Do you have a few days’ worth of food and water — supplies that you check regularly to ensure they stay fresh and adequate? You know about best practices in food and potable water safety, so you don’t make yourself or your loved ones sick by eating or drinking unsafe supplies?
Do you have plentiful flashlights and batteries, including for medical devices, cell phones, and a small AM and FM radio, maybe a portable TV, and other vital equipment? Is your first-aid kit stocked and handy?
Do you have gloves, other warm clothes, blankets, and plastic sheeting stashed somewhere? Have you got basic tools handy?
Don’t create more problems with emergency actions
Do you know where the gas and water mains and shut off valves might be in your home or apartment? Do you know where the fuse box is and the electrical shut-off might be? Do you have at the ready a fire extinguisher or materials to put out a fire?
Alas, too many people put themselves in harm’s way during tough times. They may turn to fuel-burning space heaters, using these — dangerously — in closed, confined spaces where they can cause fires or debilitating and deadly carbon monoxide poisoning, cases of which have spiked during the current freeze. (You do have fresh batteries in your home CO and fire detectors, right?) Consumers also may rely on plug-in heaters if their homes have electricity and other means of keeping warm fail. Too many of these devices, especially if they are cheap, foreign made, or old, may lack switches so they shut off when they tip — and set off blazes.

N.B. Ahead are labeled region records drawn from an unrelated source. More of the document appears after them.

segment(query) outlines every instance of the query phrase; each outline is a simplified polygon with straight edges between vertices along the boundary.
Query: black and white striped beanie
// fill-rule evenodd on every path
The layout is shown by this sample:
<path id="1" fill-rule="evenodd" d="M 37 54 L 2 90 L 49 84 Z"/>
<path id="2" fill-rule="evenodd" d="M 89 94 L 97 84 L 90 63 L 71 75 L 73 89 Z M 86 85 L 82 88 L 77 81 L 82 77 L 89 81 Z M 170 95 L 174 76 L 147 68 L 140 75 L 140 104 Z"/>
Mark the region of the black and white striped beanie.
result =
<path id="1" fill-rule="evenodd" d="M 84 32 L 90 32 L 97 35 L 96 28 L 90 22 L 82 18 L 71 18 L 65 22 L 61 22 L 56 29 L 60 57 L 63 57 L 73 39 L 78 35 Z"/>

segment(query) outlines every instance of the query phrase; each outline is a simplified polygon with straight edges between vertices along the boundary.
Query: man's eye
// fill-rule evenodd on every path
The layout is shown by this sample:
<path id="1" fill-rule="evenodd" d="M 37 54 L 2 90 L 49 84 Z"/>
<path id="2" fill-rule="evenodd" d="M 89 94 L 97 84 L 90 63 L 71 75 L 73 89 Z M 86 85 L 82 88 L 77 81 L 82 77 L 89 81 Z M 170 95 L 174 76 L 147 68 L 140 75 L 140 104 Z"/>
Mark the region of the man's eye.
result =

If you’ve got a fireplace that you think you might use in a jam, are you sure it is safe and that it ventilates correctly? It’s unwise to use the kitchen stove or oven to stay warm, and it can be a risky idea to camp in a vehicle for heat. You do keep that car or truck in running order, and it has its own stock of emergency supplies in it, correct?
By the way, if you’re thinking you’re a step ahead because you’ve gone out and gotten yourself a portable generator, please heed carefully the product cautions, both so, again, you don’t run a fuel-burning device in a confined space and you don’t create electrical hazards.
I could go on. In my practice, I see not only the harms that patients suffer while seeking medical services, but also the damages that can inflicted on them by defective and dangerous products. The last thing anyone needs is to make their way through calamitous circumstance, only to suffer injury or death due to avoidable problems in their shelter, including burns, fires, explosions, or electrocution.
Emergency preparedness might seem a gloomy concern. It shouldn’t be. Instead, it can be a comfort knowing you have taken key steps to get ready for the natural disasters — hurricanes, tornadoes, blizzards, freezes, wildfires, earthquakes — that dominate the headlines more and more these days. A little preparation can go a long way, and we have much work to do to deal with the consequences of a rapidly changing world.